Comparée à la statistique anglaise, la statistique sociale
de l'Allemagne et du reste du continent européen est réellement misérable.
Malgré tout, elle soulève un coin du voile, assez pour laisser entrevoir une
tête de Méduse. Nous serions effrayés de l'état des choses
chez nous, si nos gouvernements et nos parlements établissaient,
comme en Angleterre, des commissions d'études périodiques sur la situation
économique; si ces commissions étaient, comme en Angleterre, armées de pleins
pouvoirs pour la recherche de la vérité; si nous réussissions à trouver pour
cette haute fonction des hommes aussi experts, aussi impartiaux, aussi rigides
et désintéressés que les inspecteurs de fabriques de la Grande-Bretagne,
que ses reporters sur la santé publique (Public Health), que ses commissaires
d'instruction l'exploitation des femmes et des enfants, sur les conditions de
logement et de nourriture, etc. Persée se couvrait d'un nuage pour poursuivre
les monstres; nous, pour pouvoir nier l'existence des monstruosités, nous nous
plongeons dans le nuage entiers, jusqu'aux yeux et aux oreilles.
Il ne faut point se faire d'illusions. De même que la guerre
de l’inpendance américaine au XVIII° siècle a sonné la cloche d’alarme pour la
classe moyenne en Europe, de même la guerre civile américaine au XIX° siècle a
sonné le tocsin pour la classe ouvrière européenne. En Angleterre, la
marche du bouleversement social est visible à tous les yeux; à une certaine
période ce bouleversement aura nécessairement son contrecoup sur le continent.
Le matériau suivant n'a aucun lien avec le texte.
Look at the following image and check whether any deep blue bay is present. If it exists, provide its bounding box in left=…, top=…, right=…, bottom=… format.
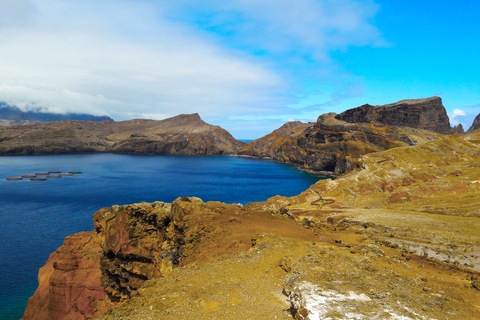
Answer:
left=0, top=154, right=325, bottom=320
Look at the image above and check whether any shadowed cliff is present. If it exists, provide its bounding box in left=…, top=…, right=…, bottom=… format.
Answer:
left=239, top=97, right=463, bottom=174
left=25, top=131, right=480, bottom=320
left=0, top=114, right=244, bottom=155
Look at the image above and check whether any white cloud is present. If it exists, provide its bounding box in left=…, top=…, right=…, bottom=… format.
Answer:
left=0, top=0, right=382, bottom=135
left=448, top=109, right=466, bottom=125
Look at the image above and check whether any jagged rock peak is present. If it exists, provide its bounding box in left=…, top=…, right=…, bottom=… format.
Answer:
left=467, top=114, right=480, bottom=133
left=335, top=97, right=457, bottom=134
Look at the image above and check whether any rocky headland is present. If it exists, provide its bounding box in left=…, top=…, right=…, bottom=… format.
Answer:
left=0, top=114, right=244, bottom=155
left=239, top=97, right=463, bottom=174
left=24, top=131, right=480, bottom=320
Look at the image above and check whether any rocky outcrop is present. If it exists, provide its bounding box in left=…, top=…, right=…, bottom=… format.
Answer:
left=25, top=131, right=480, bottom=320
left=239, top=97, right=456, bottom=174
left=467, top=114, right=480, bottom=133
left=335, top=97, right=455, bottom=134
left=24, top=197, right=251, bottom=320
left=23, top=232, right=106, bottom=320
left=240, top=113, right=437, bottom=174
left=0, top=101, right=112, bottom=126
left=0, top=114, right=244, bottom=155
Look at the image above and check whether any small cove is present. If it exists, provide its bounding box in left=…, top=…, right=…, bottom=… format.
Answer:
left=0, top=154, right=326, bottom=320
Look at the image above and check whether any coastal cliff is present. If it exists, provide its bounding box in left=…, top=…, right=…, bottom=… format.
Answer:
left=24, top=131, right=480, bottom=320
left=0, top=114, right=244, bottom=155
left=239, top=97, right=463, bottom=174
left=467, top=114, right=480, bottom=132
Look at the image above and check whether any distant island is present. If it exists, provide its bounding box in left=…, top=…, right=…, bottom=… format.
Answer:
left=0, top=101, right=113, bottom=127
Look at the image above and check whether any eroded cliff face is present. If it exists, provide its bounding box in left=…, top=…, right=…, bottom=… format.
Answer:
left=25, top=131, right=480, bottom=320
left=467, top=114, right=480, bottom=132
left=239, top=97, right=463, bottom=174
left=0, top=114, right=245, bottom=155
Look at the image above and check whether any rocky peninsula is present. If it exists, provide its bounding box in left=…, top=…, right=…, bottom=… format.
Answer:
left=17, top=97, right=480, bottom=320
left=0, top=114, right=244, bottom=155
left=24, top=131, right=480, bottom=320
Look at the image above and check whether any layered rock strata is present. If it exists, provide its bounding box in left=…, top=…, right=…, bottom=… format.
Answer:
left=239, top=97, right=454, bottom=174
left=25, top=131, right=480, bottom=320
left=335, top=97, right=455, bottom=134
left=467, top=114, right=480, bottom=133
left=0, top=114, right=244, bottom=155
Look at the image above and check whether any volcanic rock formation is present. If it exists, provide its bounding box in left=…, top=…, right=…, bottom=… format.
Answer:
left=0, top=114, right=244, bottom=155
left=467, top=114, right=480, bottom=132
left=239, top=97, right=463, bottom=174
left=25, top=131, right=480, bottom=320
left=0, top=101, right=112, bottom=126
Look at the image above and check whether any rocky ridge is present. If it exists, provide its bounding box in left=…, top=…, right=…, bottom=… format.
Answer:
left=0, top=101, right=112, bottom=126
left=0, top=114, right=244, bottom=155
left=239, top=97, right=463, bottom=174
left=24, top=131, right=480, bottom=320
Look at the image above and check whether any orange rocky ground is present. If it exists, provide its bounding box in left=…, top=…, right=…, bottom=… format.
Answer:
left=25, top=131, right=480, bottom=319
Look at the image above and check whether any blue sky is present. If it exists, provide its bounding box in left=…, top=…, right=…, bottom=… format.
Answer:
left=0, top=0, right=480, bottom=139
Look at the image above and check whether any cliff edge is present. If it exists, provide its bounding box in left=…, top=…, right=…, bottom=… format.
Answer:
left=0, top=114, right=244, bottom=155
left=24, top=131, right=480, bottom=320
left=239, top=97, right=463, bottom=174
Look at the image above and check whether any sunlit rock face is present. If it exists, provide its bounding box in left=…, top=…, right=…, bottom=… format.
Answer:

Alors il revêtira dans son allure des formes plus ou moins brutales ou humaines
selon le degré de développement de la classe des travailleurs. Abstraction
faite de motifs plus élevés, leur propre intérêt commande donc aux classes
régnantes actuelles d'écarter tous les obstacles légaux qui peuvent gêner le
développement de la classe ouvrière. C'est en vue de ce but que j'ai accordé
dans ce volume une place si importante à l'histoire, au contenu et aux
résultats de la législation anglaise sur les grandes fabriques. Une nation peut
et doit tirer un enseignement de l'histoire d'une autre nation.